“It is requested that, at the first available opportunity, the following officers confer with Dr. Maddox, “C” Building, Room 1–319, concerning urgent construction work going on at their stations:

Dr. W. H. Allen, of Boise, Idaho.

Dr. W. C. Billings, of Ellis Island, N.Y.

Dr. R. L. Allen, of Arrowhead Springs, Cal.

Dr. A. P. Chronquest, of West Roxbury, Mass.

Dr. E. R. Marshall, of Detroit, Mich.”

GEN. CUMMING: “This afternoon we are going to consider administrative policies. The first paper will be “Professional Service,” by Dr. Lavinder,”
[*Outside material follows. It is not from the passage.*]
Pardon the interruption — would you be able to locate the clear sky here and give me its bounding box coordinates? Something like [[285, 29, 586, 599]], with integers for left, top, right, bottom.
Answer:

ASST. SURGEON GENERAL C. H. LAVINDER:

“The subject that has been assigned to me is very broad in its scope, and the time is so limited, that if I may be permitted I wish to tender a written paper.” Dr. Lavinder read the article on “Professional Service”,

“In a discussion of professional service, however brief, no thoughtful medical man could forbear some comment on the present general status of clinical medicine and its developments within the last few years. The steady trend towards greater educational requirements, the development of refinements in diagnosis and therapy and the straining after what are believed to be higher scientific standards, creates in many minds some uneasiness as to whether the medical profession may not, by such things, be led astray and forget the very purpose for which clinical medicine exists, that is, the comfort, welfare and relief of the patient. Such a fear is by no means a groundless one. There is always a possibility that the medical man may become so enamored of his refinements and of his scientific methods as to forget that his business is the treatment of the sick. It is a truism so trite as sometimes to be overlooked, that all organization and all methods in clinical medicine have for their ultimate end the care of the patient and everything else must be subordinated to his interests.